Q: What books do you keep beside you to inform your practice as a student? And what books do you keep beside you to inform your practice as a teacher?
A: Books that have moved me over the years that I continually return to are:
- The Experience of Insight: A Simple & Direct Guide to Buddhist Meditation by Joseph Goldstein: This book I read in 1989. It inspired a daily meditation practice.
- Reflections on the Art of Living by Joseph Campbell: I have held Campbell’s work on the universal elements of myth and story in high regard for many years.
- Healing with Form, Energy, and Light: The Five Elements in Tibetan Shamanism, Tantra, and Dzogchen by Tenzin Wangyal Rinpoche: I don’t tend to offer his work in my teacher trainings, but once someone has a great idea of the field of awareness within the body, his work becomes revelatory. Some of the Tibetan breathing practices are simple, accessible, and powerful.
- Comfortable with Uncertainty: 108 Teachings on Cultivating Fearlessness and Compassion by Pema Chödrön (and frankly any book she has written): I read this when stranded in the Himalayas during a deadly monsoon, and I found it incredibly useful in helping to stay connected to the present moment.
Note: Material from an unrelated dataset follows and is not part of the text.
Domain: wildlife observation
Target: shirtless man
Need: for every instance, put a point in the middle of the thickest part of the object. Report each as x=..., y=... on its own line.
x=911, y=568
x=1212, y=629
- Original Yoga: Rediscovering Traditional Practices of Hatha Yoga by Richard Rosen is a fascinating look at early yoga and what we could potentially apply to our practice today. Richard has been steeped in yoga for decades. Every book on the breath that he has written is outstanding.
These are books that I continue to find vital as a student and a teacher (not surprisingly, many of them are on the JOY of Yoga Teacher Training reading list):
- Yoga for the Subtle Body: A Guide to the Physical and Energetic Anatomy of Yoga by Tias Little: There are subtle body concepts that have been passed down through yoga, concepts that were meant to be experiences, but modern practitioners have largely not known just how to read these old maps in any sort of viscerally transformative way. He cracks the code. Every time I pick up the book, I see the subtle body in a new way.
- The Untethered Soul: The Journey Beyond Yourself by Michael Singer: I’ve recommended this book to hundreds of people over the years, a book that successfully describes the human predicament and offers a very clear path to being in touch with who we truly are. His newer book, The Surrender Experiment: My Journey into Life’s Perfection, is his autobiography. I found it difficult to put down.
- Paths to God: Living the Bhagavad Gita by Ram Dass: This book is a companion to The Bhagavad Gita, which is also essential reading for the yoga practitioner. Ram Dass, as he does in all of his most excellent books, makes sense of what it is we’re made to be doing here (less doing, actually; more being).
- The Joy of Living: Unlocking the Secret and Science of Happiness by Yongey Mingyur Rinpoche: This book is why we offer the Tergar Meditation at Breathe Together Yoga. With levity and wisdom, Mingyur provides an accessible way into the meditative experience. His new book, In Love with the World: A Monk’s Journey through the Bardos of Living and Dying is also incredible.
- Roots of Yoga by Dr. Mark Singleton and Dr. James Mallinson: The key word here is “roots” with an s at the end. My take away: so many people have, over the centuries, contributed to our modern understanding of what it means to practice.
- Anatomy Trains: Myofascial Meridians for Manual and Movement Therapists by Thomas W. Myers: This is a “must read” for any student and teacher of movement-based practice. We cut up our sense of our own body through language, when we are, in actuality, a living system. Now, to incorporate that understanding into our daily awareness? Ahh, that is the work!
For the uber-passionate yogi, it’s hard to get enough of reading about yoga. I recommend other genres, particularly reading about the natural world or people for whom we seem to share nothing in common. When it comes down to it, everything we can take in can inform our understanding of the practice.